For my justice journey, I was lucky enough to spend the day job shadowing the Court Advisory Officer from the Beenleigh Probation and Parole Office.
Within Queensland Corrective Services (QCS), Probation and Parole is responsible for the supervision of offenders serving community-based orders.
The day began by meeting a fellow student who was joining me for the job shadowing experience. We discussed that although we both had exposure to the justice system due to our studies we have never given much thought to the role of the Probation and Parole service. We were very eager to learn more about this important sector of the justice system.
We were welcomed into the office and introduced to the District Manager of the Beenleigh Probation and Parole Office, who gave us an important overview of their role and vision. She also discussed the legislation which governs their work and how we will see the influence of this legislation in court.

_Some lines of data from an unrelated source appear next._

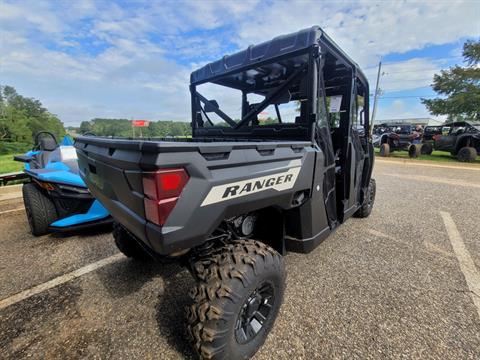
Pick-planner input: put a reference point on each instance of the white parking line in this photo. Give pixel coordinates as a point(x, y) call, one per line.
point(424, 164)
point(446, 181)
point(59, 280)
point(470, 272)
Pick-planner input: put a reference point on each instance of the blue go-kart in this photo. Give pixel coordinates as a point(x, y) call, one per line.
point(56, 198)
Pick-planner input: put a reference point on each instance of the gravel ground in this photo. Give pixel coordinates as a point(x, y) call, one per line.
point(389, 286)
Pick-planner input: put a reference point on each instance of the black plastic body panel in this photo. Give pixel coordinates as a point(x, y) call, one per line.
point(113, 168)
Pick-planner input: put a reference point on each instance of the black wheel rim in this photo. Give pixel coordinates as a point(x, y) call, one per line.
point(255, 313)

We were then escorted to the Beenleigh Courthouse where we meet with the Court Advisory Officer. It wasn’t long before we realised that the Court Advisory Officer – who works for QCS – has a multitude of important responsibilities.
The Court Advisory officer invited us to sit in while she completed a pre-sentence report on an offender. A pre-sentence report is conducted generally at the request of the Magistrate or Judge who is considering the various sentencing options for an offender. The Court Advisory Officer asked the offender many questions to analyse the offender’s suitability to the different type of orders available.
Then we sat in on various matters within the courtroom, many of which the Magistrate called on the Court Advisory Officer to discuss community-based order option and rehabilitation programs. For instance, when the Magistrate was considering sentencing options for an offender who had repeatedly been charged with drink driving. The Court Advisory Officer was able to recommend a probation order which included a condition to attend an alcohol-related rehabilitation program.
Another role of the Court Advisory Officer is to represent the Agency in the prosecution of community-based order contraventions in the Magistrates courts. To do this, the Court Advisory Officer has to prepare all the necessary paperwork and bring it in front of the Magistrate. It should be noted though that the Probation and Parole Service consider bringing the contravention before the court as the last resort. They initiate extensive contravention management measures within their own office to attempt to help the offender complete their order successfully. As staff from the Probation and Parole Service said they’re there to help the offenders complete their order and truly make a change in their lives to help them get back on the right path.
Once the work at court was completed we returned to the office and discussed the matters which we had seen. The Court Advisory Officer also explained the important last step of the day which is recording all of the court outcomes.
The experience of job shadowing the Court Advisory Officer from Probation and Parole was informative, inspiring and immensely valuable. It truly opened my eyes to the important role that Probation and Parole plays within our justice system.